Paper Pinwheel Project is a performance installation that will culminate into an exhibition and social collective performance series at Port Tumasik between the 5th and the 26th of January 2011.* It begins at local indie arts festival, Seed Fest 2011 in November at The Arts House where Jamie will be making 289 pinwheels and then installing them at specific public sites that she decides are particularly memorable for her which will be documented and reinterpreted for the later exhibition.

Recent dialogue in preservation and heritage has dug up sites such as the Old National Library, Bukit Brown Cemetery, Old School…but where are the spaces that we really (want to) remember? It is in the places where we spend most of our time in that we are most attached to, where our memories are most livid and yet, places we tend to forget to remember–void decks, sidewalks, underpasses, desire paths, bus stops, heartland courtyards…Paper Pinwheel Project wants to remember, place.

Paper Pinwheel Project remembers the city in which we reside in and the spaces in which we are most likely to overlook. Forget historical landmarks or heritage listed sites, Paper Pinwheel Project asks that we pay tribute to the specific places we as individuals feel the most attached to.

The craft in making the pinwheels is mostly a vehicle. Underneath the shared physical activity is Jamie’s performance practice of conversations, intimacy and exchange. Facilitating the interaction with conversation, Jamie invites the exchange of personal stories, weaving shared and personal history into this exploration of memory and identity with a cityscape that is constantly evolving.

*Port Tumasik phase of the project did not happen due to various reasons.

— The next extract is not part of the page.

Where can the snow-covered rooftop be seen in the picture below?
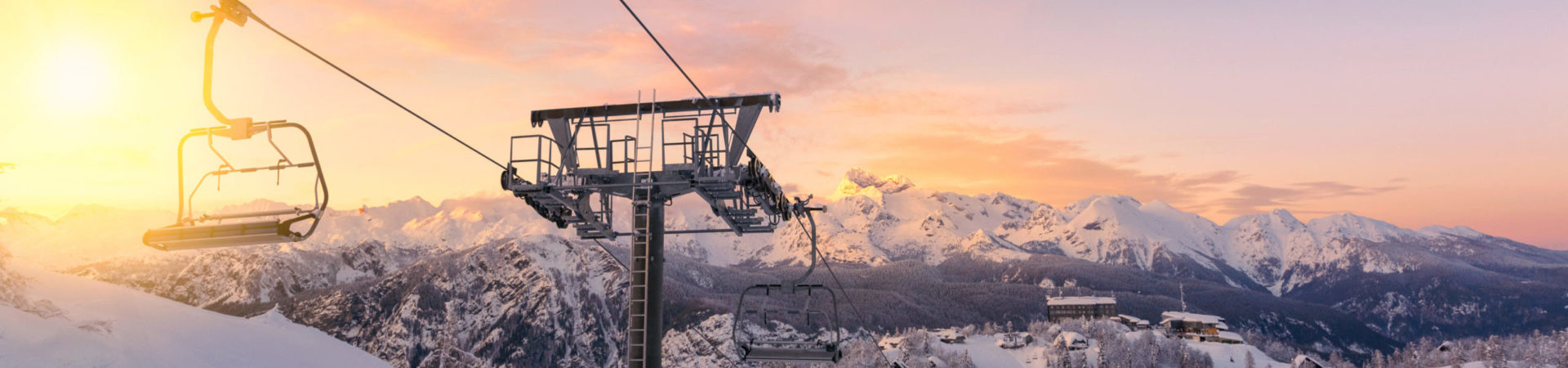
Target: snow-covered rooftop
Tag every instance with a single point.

Logistically and financially, but also having begun on the first phase of “planting,” and having Benedict respond by visiting the sites and capturing the installations on stills – these have opened up many thoughts and reflections, and more so, a desire to think deeper into the continuity of these project. Perhaps more so, the directions in which it continues, and the necessity to factor in and incorporate greater the concepts of Time, Story and Journey, of which are actually very important aspects of this whole idea. Incubation is needed.